Players in the tourism and hospitality industry are vehemently calling on government to reduce the financial obligation charged them in form of levies, fees and taxes.
The industry counts of 21 different charges by separate government agencies.
This, they say is affecting their operations and also impeding implore of professionalism since they are mostly financially constraint to employ more qualified staffs to man their facilities.
The Hospitality industries in Ghana have financial obligations with about 12 agencies, including Ghana Revenue Authority, Ghana Tourism Authority, Food and Drugs Authority, Environmental Protection Agency, Immigration Service, Registrar General Department, Ghana National Fire Service, and the District Assemblie.
These exclude Electricity tariffs from the Ghana Electricity Company and Water tariff from the Ghana Water Company Limited.
According to some Hoteliers, the significant increment in utility bills over the last two years is one of the main reasons accounting for the rise in the cost of doing business in the industry, adding that Utility bills alone are reported to take up to 45 % of their cost of operation.
Hotel owners alarmed that the industry may soon collapse if the government does not intervene to mitigate the more than 20 financial obligation Hotel owners have to pay to government organization and agencies.
“As hotels, we use water and electricity commercially the current situation where over a two-year period we have suffered more than 200% in increment has not helped because most hotels are in crises because utilities form already over 45% of their cost of operation,” one hotel manager says.
Meanwhile, the Managing Director for Jumia Travel West Africa, a leading online travel agent also observed that the taxes are too high for a sector like the tourism industry.
“It should be lowered for the businesses because we are forced to charge high prices when providing services whether in a hotel or others in the tourism industry.

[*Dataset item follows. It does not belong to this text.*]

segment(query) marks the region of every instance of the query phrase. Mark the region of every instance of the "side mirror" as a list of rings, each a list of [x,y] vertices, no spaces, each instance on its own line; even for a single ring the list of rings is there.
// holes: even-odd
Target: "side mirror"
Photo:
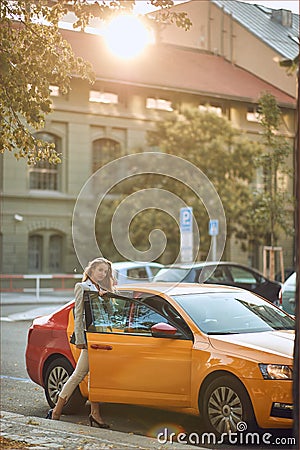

So I think it is something that should be looked at,” Mr. Kushal Dutta said at the maiden Citi FM’s Business Festival Akwaaba Forum in Accra.
Jumia Travel West Africa recently released a report dubbed ‘Hospitality Report’, which focused on the domestic tourism industry in Ghana.
According to the report, domestic travel spending generated 56.7% of direct Travel & Tourism Gross Domestic Product in 2016 compared with 43.3% for visitor exports (ie, foreign visitor spending or international tourism receipts).
However, this is expected to grow by 5.4% in 2017 to GHC 5.1 M (USD 1.2 M), and rise by 5.3% pa to GHC 8.7 million (US$2 million) in 2027. This means although there is a challenge in developing domestic tourism, there is still unlimited potential and Ghana as a country must increase efforts to tap into this sector of the industry.